Visiting a Local Art Museum (Today’s Simple Pleasure)

I’ve had a bit more downtime recently and have started on a series of day trips filled with coffee-shops, local eateries and art! I really enjoyed my travels today and learned a bit about my art preferences. As a result, I feel renewed inspiration to simply let myself create rather than to worry about the end product.

I started the day at a library inside which there was a small coffee nook. I purchased some tea and read a book sitting on a comfy chair in front of ceiling-high windows. With my PTSD symptoms being as extreme as they are right now, I decided to wear my Bluetooth earbuds so that I could listen to music and minimize my auditory stimuli. No one got in my space except for a small child who was trying to hide from their sibling, who soon trotted past pushing a stroller much taller than they were. This interaction made me smile and I formed a positive impression of the place as a whole.

I next went to the art museum at which, for the majority of the time, I was the only visitor. The admission cost was high compared to the size of the museum. I was at first disappointed as the regular collection held mostly modern art which was filled with awkward, pointy breasts. I know that is a weird focal point but I swear half the pieces contained this, even though they were by assorted artists. Almost every single piece focused on the human figure in a distorted form; I felt uncomfortable rather than inspired. I know the point of art is to cause an emotional reaction, but I’m in a place where feeling soothed rather than challenged is what I need.

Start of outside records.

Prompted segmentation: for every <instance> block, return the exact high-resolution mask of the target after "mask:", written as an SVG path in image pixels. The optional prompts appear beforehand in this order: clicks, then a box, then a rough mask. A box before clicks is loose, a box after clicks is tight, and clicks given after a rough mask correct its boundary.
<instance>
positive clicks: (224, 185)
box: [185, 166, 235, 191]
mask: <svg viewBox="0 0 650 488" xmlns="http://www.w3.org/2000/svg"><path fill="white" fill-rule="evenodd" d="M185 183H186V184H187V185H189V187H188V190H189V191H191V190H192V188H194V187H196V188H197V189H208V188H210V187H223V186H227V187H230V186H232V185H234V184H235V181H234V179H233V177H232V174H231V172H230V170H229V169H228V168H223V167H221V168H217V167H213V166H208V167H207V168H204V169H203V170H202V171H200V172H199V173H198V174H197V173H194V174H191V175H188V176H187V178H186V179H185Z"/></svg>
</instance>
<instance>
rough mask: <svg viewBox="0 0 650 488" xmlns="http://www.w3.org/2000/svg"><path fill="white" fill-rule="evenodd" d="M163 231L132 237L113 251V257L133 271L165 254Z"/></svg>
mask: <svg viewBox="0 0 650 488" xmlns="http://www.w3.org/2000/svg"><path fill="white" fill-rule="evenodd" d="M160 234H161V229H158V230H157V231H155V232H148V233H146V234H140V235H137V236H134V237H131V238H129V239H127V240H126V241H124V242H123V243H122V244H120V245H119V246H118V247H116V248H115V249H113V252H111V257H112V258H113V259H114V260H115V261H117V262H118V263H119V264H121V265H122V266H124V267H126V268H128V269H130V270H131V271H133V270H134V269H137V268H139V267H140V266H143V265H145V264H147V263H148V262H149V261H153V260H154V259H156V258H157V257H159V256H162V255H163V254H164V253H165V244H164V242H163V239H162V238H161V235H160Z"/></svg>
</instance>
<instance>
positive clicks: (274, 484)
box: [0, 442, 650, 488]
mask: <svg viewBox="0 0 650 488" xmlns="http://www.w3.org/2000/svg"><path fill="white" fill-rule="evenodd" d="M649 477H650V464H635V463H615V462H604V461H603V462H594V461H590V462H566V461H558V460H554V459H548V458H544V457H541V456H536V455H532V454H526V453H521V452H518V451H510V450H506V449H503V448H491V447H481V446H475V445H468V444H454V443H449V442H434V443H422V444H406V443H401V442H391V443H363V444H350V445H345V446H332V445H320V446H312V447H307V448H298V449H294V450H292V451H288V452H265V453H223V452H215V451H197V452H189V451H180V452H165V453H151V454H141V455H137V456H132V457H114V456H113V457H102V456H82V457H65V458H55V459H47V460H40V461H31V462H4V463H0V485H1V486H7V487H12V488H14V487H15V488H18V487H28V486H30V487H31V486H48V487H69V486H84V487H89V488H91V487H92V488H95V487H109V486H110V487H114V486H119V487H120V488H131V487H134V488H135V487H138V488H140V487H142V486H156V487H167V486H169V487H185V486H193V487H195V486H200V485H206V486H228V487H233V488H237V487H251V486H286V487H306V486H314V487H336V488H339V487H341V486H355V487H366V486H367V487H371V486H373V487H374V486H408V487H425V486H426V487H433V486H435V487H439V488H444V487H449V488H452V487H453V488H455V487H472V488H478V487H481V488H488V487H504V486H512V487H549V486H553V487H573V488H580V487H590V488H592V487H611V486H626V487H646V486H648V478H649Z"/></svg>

I was delighted, however, when I entered a small gallery displaying the work of local artists. Almost all of it contained nature scenes and I had to resist the temptation to spend hundreds of dollars on a piece, as most of them were for sale. I found it so ironic that the local, lesser-known artists were the ones I enjoyed so much. There was an oil painting of water and sky that I think was my favorite.

I only noticed one piece in colored pencil in the entire place. It was in the local artist gallery section. It reminded me of a painting I’d seen before, with geometric shapes and colors. I enjoyed the symmetry, however, when I inspected it closely, it made me feel better about my own colored pencil work as the areas in primary colors weren’t even filled in so that the tooth of the paper was covered.

I felt more confident in my pull to create art after the trip. Several pieces throughout the building reinforced to me the notion that the aesthetic appeal of art is in the eye of the beholder, in that, simply by creating a piece, art is happening. I’m also contemplating for the first time the relationship between my feelings of attraction and repulsion, and how they might interplay with my artistic interests. I am someone who is disgusted and repulsed more easily than most people and who finds beauty in nature rather than in the human form. To create something that, deliberate or not, I view as grotesque, quite honestly has never occurred to me before. I want pleasure not pain from my art, but, after viewing the local collection, I’ve come to see that my goal may not be shared by everyone. What do you want from the art you encounter? What are your goals when you create? On which spectrums besides disgust-beauty might art operate?